Channel, 48, 58... Rectifier plate group, 50...
Separator membrane, 52... Reaction tank, 60... Separator frame, 62... Separator.

Claims (1)

[Scope of Claim for Utility Model Registration] (1) In a liquid circulation metal-halogen battery in which an electrolyte is circulated between a reaction tank and an electrolyte storage tank,
A first baffle plate group and a second baffle plate group are provided between the electrolytic solution inlet and outlet and the reaction tank, partitioned from each other and arranged in a line at a substantially constant pitch. A liquid circulating type metal device characterized in that the gap width of each current plate in the second current plate group is formed so as to gradually increase as the distance from the electrolyte inlet side or the electrolyte solution outlet side increases.

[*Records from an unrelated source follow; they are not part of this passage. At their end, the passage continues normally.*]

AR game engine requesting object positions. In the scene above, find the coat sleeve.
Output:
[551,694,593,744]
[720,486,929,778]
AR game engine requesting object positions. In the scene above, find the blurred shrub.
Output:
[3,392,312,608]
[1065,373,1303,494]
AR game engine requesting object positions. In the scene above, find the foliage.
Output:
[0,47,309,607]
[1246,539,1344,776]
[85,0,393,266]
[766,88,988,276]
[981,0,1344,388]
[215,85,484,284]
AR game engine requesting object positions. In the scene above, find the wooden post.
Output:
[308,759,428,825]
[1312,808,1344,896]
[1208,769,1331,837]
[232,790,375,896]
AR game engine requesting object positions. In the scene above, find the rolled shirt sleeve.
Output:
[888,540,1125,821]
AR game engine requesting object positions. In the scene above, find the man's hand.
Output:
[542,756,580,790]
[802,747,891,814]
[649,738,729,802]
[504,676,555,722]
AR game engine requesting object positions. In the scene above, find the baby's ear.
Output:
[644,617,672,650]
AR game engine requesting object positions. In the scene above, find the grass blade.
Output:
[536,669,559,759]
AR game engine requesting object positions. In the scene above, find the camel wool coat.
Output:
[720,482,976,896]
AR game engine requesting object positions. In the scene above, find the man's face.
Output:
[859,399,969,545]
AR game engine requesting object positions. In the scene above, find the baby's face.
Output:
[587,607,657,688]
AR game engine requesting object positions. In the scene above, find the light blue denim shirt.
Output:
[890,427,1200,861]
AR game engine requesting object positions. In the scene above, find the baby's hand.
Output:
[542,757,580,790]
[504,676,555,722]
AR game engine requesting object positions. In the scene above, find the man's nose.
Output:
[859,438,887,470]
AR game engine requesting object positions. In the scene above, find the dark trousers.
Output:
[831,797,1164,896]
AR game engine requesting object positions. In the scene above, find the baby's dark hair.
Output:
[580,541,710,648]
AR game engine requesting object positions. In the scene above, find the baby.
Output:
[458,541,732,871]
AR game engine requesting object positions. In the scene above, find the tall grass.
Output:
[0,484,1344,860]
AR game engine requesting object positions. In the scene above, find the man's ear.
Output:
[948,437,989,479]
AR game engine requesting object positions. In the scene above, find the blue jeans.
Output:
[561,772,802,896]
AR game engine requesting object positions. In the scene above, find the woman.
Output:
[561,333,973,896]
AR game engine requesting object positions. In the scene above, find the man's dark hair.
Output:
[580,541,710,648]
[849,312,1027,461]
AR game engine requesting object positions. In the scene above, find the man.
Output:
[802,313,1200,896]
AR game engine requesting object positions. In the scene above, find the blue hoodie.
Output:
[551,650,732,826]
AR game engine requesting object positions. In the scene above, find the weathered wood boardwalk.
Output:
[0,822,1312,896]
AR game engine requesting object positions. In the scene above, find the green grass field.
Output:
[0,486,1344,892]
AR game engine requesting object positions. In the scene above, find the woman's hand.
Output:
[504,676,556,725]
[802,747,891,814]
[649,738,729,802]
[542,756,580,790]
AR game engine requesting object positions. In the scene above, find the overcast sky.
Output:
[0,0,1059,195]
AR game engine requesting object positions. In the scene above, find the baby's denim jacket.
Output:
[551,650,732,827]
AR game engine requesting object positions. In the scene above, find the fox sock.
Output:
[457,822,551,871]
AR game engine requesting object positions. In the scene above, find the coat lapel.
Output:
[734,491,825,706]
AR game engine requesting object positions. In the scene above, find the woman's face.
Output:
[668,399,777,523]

halogen battery. (2) The battery according to claim 1 of the utility model registration, characterized in that the gap width of each rectifying plate increases according to the following functional formula:
halogen battery. d=1/(-x) ² +A ² d is the gap width between the current plates, is the width of the current plate group from the electrolyte inlet, x is the distance from the electrolyte inlet, and A is the correction coefficient.